Puis, au dernier tiers, tout s’est mis en place. Le capitaine Jordan Staal a égalisé grâce à un effort individuel sublime. Evgeny Kuznetsov a marqué ce qui allait devenir le but gagnant à la suite d’une contre-attaque rendue possible par un arrêt névralgique du gardien Frederik Andersen. Et un cafouillage de Jacob Trouba derrière son filet a mené au but d’assurance de Jordan Martinook. Fin des programmes.

PHOTO BRAD PENNER, USA TODAY SPORTS

Evgeny Kuznetsov (92) battant le gardien Igor Shesterkin (31)

Par cette démonstration, les Hurricanes ont retrouvé leur signature. En saison, les deux clubs ont certes terminé tout près au classement général, mais le fait est que les anciens Whalers de Hartford ont connu une bien meilleure campagne à cinq contre cinq.

Sur le plan des buts marqués et accordés, les Rangers n’ont fini qu’avec un différentiel de +1 ; les Hurricanes étaient plutôt à +23, et ce, malgré les déboires de leurs gardiens en première moitié de calendrier. Les Canes ont aussi été parmi les meilleurs en matière de possession de la rondelle et de chances de marquer. Les New-Yorkais, en contrepartie, se sont davantage appuyés sur leurs gardiens de but et leurs unités spéciales pour connaître du succès.

Après avoir explosé avec quatre buts au cours des deux premiers matchs de la présente série, l’avantage numérique des Rangers vient d’être blanchi trois fois de suite, y compris lundi.

L’attaque à cinq des Hurricanes ne fait pas mieux, mais quand les unités spéciales se taisent, on peut présumer que c’est la meilleure équipe à cinq contre cinq qui prévaudra. Dans le cas qui nous occupe, ce sont les joueurs en rouge et blanc.

Andersen quasi parfait

On fait rarement tout un plat de la performance d’un gardien qui n’a reçu que 21 tirs, mais parlons néanmoins de Frederik Andersen, qui a connu l’un de ses meilleurs matchs des séries jusqu’ici.

PHOTO ADAM HUNGER, ASSOCIATED PRESS

Barclay Goodrow (21) devant le gardien Frederik Andersen

En carrière, le vétéran présente un étrange bilan en séries éliminatoires. En 2015, avec les Ducks d’Anaheim, il est passé à une victoire de la finale de la Coupe Stanley. Puis, en cinq saisons dans l’uniforme des Maple Leafs de Toronto, de 2016 à 2021, il n’a jamais passé le premier tour.

À Raleigh, depuis 2021, un mélange de blessures et d’effondrements collectifs – la saison dernière, par exemple – a limité son nombre de départs en séries. Si bien qu’à 34 ans, et alors que le jeune Pyotr Kochetkov émerge comme le gardien d’avenir de l’organisation, Andersen se voit peut-être accorder sa dernière chance d’amener son équipe jusqu’au bout.

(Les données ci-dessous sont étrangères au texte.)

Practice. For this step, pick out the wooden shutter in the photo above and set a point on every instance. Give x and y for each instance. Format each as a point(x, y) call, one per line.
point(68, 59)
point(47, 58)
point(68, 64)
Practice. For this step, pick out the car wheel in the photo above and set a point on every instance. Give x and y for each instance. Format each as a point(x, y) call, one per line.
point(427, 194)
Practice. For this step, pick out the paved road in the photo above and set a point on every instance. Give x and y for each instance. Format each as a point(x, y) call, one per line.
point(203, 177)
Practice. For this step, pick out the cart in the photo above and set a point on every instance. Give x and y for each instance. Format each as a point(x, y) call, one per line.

Contre les Islanders de New York, et encore contre les Rangers, il a été tantôt extraordinaire, tantôt ordinaire. Il a même sauté son tour la semaine dernière. Lundi, toutefois, il a été presque parfait.

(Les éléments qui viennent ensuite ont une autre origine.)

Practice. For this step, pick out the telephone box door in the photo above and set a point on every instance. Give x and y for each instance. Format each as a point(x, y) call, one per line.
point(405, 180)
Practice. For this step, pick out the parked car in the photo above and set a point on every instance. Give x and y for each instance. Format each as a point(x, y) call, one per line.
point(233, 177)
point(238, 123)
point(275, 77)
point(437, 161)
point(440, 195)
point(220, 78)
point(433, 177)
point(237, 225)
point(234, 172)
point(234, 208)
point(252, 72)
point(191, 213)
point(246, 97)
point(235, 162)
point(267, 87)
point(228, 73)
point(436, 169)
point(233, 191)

Une élimination rapide des Hurricanes au deuxième tour aurait pu avoir un effet sur le proche avenir de Frederik Andersen, mais aussi sur celui de l’effectif au complet, entraîneur compris : Rod Brind’Amour et 11 patineurs réguliers seront en effet sans contrat le 1er juillet prochain.

L’équipe avait donc besoin de son gardien, et le gardien, de son équipe. Tout ce beau monde a gardé son calme, conservé son essence, en somme. Et il y aura un sixième match.

On le répète chaque année : l’histoire n’est pas du côté des clubs qui se retrouvent en retard 0-3. Néanmoins, plus que quiconque, les Hurricanes de la Caroline sont en droit de garder espoir. S’il y a un club qui peut réaliser l’impensable, c’est bien lui.

Surtout s’il reste fidèle à lui-même.